Canada has been working toward integrated digital health records for years, but progress has been uneven across provinces. Nova Scotia's initiative is one of the more aggressive pushes in the country, but the Hutz case illustrates how much can still go wrong during the transition.

Health Minister Michelle Thompson has championed the "One Person, One Record" program as a cornerstone of modernizing Nova Scotia's healthcare infrastructure. But advocates for patients say that as systems migrate and consolidate, there need to be far stronger safeguards to ensure records don't fall through the cracks — especially for the most vulnerable patients.

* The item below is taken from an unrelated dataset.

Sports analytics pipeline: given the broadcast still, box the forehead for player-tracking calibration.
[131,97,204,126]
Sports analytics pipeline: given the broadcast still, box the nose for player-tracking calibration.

For families like Hutz's, the stakes are personal and immediate. Her son is doing well now, and his records were eventually recovered. But the two-month gap left her wondering: what if something had come up during that window? What if a physician needed that ICU history in an emergency and couldn't access it?

What Families Can Do

Healthcare advocates recommend that parents of children who have had significant hospital stays request a full copy of the records directly — don't wait for the system to make them accessible. In Canada, patients have the right to access their own medical records under provincial privacy legislation, and getting a paper or digital copy at discharge is increasingly common practice.

For Hutz, the experience has made her a vocal advocate for better accountability in health data management. Her son is thriving. The system, she says, still has a lot of catching up to do.